HE appears, as ever, looking positively dripped out: white jacket, white pants, jaunty Louis Vuitton scarf, Rolex gleaming in the afternoon sun, fingers glistening with rings that would put a sultan to shame. Even on a relaxed day, Colman Domingo is guaranteed to be the bestdressed person walking into a room or, in this case, a 30-acre retail-space-cum-office-complex in Downtown Los Angeles.
"I'm from a generation of people where you have to tell your story a little bit," Domingo, who is 54, says of his outfit.
Casual, unintentional dressing-that's "never been my style," he says, gesturing toward the casual and unintentional around us.

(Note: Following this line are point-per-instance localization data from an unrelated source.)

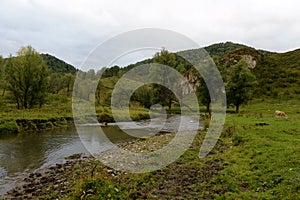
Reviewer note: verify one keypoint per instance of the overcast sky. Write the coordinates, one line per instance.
(71, 29)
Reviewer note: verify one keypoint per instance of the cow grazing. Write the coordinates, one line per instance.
(279, 113)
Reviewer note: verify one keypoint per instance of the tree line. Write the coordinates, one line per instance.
(28, 80)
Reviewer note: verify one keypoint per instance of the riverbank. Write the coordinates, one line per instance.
(84, 178)
(56, 113)
(257, 157)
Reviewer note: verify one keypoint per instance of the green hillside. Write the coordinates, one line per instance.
(57, 65)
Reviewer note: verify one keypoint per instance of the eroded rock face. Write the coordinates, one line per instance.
(250, 60)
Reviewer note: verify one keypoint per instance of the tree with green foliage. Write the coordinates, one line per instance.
(27, 77)
(3, 83)
(240, 84)
(165, 95)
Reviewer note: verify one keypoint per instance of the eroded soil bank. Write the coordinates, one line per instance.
(87, 178)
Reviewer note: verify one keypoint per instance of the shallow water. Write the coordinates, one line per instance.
(22, 154)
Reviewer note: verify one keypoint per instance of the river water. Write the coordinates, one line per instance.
(22, 154)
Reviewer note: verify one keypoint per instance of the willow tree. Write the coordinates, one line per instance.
(27, 77)
(240, 85)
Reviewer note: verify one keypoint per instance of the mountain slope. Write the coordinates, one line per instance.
(57, 65)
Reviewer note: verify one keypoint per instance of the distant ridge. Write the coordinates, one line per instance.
(57, 65)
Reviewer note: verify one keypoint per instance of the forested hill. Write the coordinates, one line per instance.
(278, 74)
(57, 65)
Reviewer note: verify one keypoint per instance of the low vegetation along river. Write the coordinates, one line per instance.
(23, 154)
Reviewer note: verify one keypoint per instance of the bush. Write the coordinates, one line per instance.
(9, 127)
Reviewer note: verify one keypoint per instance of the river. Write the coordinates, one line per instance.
(22, 154)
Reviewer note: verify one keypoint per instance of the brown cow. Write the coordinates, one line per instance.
(279, 113)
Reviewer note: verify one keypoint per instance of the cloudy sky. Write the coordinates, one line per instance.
(72, 29)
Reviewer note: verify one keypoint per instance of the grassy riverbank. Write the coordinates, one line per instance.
(56, 112)
(257, 157)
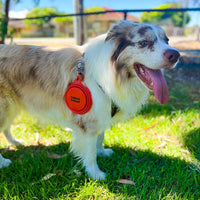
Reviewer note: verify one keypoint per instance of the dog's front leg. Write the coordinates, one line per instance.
(101, 151)
(84, 147)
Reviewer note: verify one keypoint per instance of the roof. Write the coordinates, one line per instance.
(116, 15)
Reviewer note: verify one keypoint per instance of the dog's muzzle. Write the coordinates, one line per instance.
(171, 56)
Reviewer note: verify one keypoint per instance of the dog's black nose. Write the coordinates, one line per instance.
(171, 55)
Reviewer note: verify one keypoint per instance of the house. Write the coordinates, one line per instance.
(98, 24)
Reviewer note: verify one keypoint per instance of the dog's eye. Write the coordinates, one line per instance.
(143, 43)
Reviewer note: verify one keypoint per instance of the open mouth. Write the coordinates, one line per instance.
(154, 80)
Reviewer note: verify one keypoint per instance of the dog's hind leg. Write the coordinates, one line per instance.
(84, 147)
(11, 139)
(101, 151)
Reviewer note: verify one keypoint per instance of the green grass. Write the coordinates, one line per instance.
(159, 150)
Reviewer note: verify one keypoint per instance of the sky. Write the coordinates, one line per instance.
(67, 6)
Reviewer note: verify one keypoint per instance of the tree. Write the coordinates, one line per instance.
(176, 17)
(39, 12)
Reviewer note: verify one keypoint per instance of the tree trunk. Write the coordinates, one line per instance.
(79, 25)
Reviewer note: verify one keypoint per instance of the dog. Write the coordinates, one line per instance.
(118, 69)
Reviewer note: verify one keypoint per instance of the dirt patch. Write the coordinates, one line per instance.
(186, 45)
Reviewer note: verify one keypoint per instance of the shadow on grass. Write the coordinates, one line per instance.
(35, 174)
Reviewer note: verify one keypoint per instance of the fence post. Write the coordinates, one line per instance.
(125, 15)
(79, 29)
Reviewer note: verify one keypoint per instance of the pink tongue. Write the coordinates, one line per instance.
(159, 85)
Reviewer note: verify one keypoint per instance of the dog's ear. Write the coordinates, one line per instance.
(120, 30)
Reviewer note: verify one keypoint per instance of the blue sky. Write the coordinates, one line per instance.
(67, 5)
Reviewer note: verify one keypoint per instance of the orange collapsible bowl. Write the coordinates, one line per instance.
(78, 98)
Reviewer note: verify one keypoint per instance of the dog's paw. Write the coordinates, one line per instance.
(104, 152)
(4, 162)
(95, 173)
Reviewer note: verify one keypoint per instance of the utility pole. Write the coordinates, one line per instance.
(4, 28)
(79, 25)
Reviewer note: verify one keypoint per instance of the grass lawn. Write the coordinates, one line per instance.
(157, 156)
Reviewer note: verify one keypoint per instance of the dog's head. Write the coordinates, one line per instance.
(141, 51)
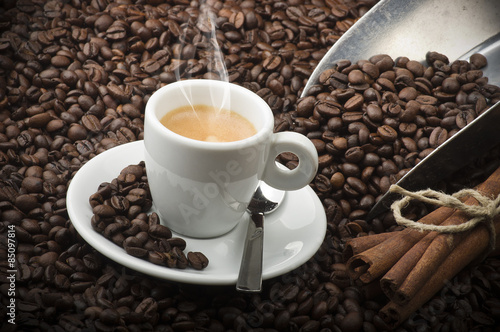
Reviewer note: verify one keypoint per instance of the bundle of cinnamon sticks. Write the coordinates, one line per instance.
(412, 265)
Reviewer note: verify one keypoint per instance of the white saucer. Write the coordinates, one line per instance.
(292, 234)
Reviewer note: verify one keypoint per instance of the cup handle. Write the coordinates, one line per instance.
(283, 178)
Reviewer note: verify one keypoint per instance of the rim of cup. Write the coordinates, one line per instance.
(264, 128)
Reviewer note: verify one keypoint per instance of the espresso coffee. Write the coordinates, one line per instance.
(208, 123)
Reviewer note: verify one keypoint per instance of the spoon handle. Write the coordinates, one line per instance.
(250, 276)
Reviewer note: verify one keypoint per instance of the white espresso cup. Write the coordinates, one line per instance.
(201, 189)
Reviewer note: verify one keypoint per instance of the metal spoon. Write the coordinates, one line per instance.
(265, 200)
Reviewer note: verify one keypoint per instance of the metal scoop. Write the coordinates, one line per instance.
(412, 28)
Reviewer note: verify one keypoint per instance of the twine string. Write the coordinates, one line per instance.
(483, 213)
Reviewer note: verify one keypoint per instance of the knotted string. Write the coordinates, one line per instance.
(482, 213)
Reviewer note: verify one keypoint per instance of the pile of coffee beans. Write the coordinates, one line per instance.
(120, 214)
(74, 78)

In addition to the sumptuous clothes, he has an easy laugh and speaks in a soft baritone that once caused NPR legend Terry Gross to pause mid-interview just to exclaim, "I love your voice."

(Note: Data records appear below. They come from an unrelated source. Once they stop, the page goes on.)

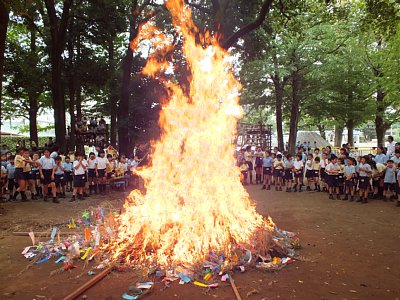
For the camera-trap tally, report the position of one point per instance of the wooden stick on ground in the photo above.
(233, 285)
(44, 234)
(75, 294)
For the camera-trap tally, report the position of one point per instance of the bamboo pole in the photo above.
(75, 294)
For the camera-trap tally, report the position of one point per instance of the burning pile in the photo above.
(194, 203)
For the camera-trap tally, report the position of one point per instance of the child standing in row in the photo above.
(349, 173)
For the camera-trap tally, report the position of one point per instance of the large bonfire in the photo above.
(194, 201)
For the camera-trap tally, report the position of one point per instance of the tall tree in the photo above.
(58, 30)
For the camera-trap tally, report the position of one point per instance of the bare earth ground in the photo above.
(350, 251)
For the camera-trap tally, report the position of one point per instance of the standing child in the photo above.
(91, 170)
(298, 167)
(79, 168)
(67, 165)
(46, 169)
(289, 172)
(248, 157)
(267, 170)
(12, 183)
(19, 162)
(59, 177)
(309, 171)
(324, 163)
(365, 171)
(278, 172)
(101, 165)
(258, 162)
(244, 168)
(389, 180)
(316, 173)
(332, 170)
(349, 172)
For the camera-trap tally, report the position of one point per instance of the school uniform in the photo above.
(19, 168)
(309, 169)
(248, 157)
(333, 177)
(102, 163)
(47, 169)
(79, 174)
(91, 169)
(11, 177)
(267, 165)
(298, 167)
(68, 171)
(288, 170)
(59, 176)
(278, 168)
(390, 179)
(363, 182)
(349, 171)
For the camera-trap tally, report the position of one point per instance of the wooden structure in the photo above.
(258, 135)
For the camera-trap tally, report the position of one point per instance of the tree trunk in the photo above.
(4, 17)
(58, 29)
(294, 112)
(350, 132)
(278, 112)
(321, 129)
(380, 125)
(33, 110)
(338, 136)
(113, 93)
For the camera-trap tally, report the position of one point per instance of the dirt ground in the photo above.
(349, 251)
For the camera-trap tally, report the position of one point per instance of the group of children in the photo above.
(52, 174)
(342, 176)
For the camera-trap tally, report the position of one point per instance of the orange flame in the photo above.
(194, 201)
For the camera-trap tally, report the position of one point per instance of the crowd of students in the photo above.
(50, 174)
(342, 175)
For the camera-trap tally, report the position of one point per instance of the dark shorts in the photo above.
(309, 173)
(91, 173)
(349, 183)
(79, 180)
(288, 175)
(363, 183)
(19, 174)
(267, 170)
(12, 184)
(59, 179)
(28, 175)
(323, 174)
(68, 176)
(333, 180)
(340, 179)
(47, 177)
(278, 173)
(298, 174)
(35, 175)
(102, 173)
(389, 186)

With a three-decade career as an actor, playwright, and director behind him, Domingo dominated red carpets earlier this year during his first Oscars campaign for his portrayal of the civil rights activist Bayard Rustin in Rustin. (Domingo was the first openly gay Black man ever nominated for an Academy Award for Best Actor.) He had finally arrived, and he was staking his claim with a cavalcade of sharp, playful, show-stealing suits. The result was an all-time outfit heater, the sartorial equivalent of Klay Thompson dropping 37 points in a quarter.
There was, however, a rare miss early in the season. I don't remember it, and you probably don't either, but there was one person who caught it: Oprah.
"She was like, 'You look great. But what was that outfit you wore a few weeks ago? I depend on you. You never have an off day, but that was terrible," Domingo recalls.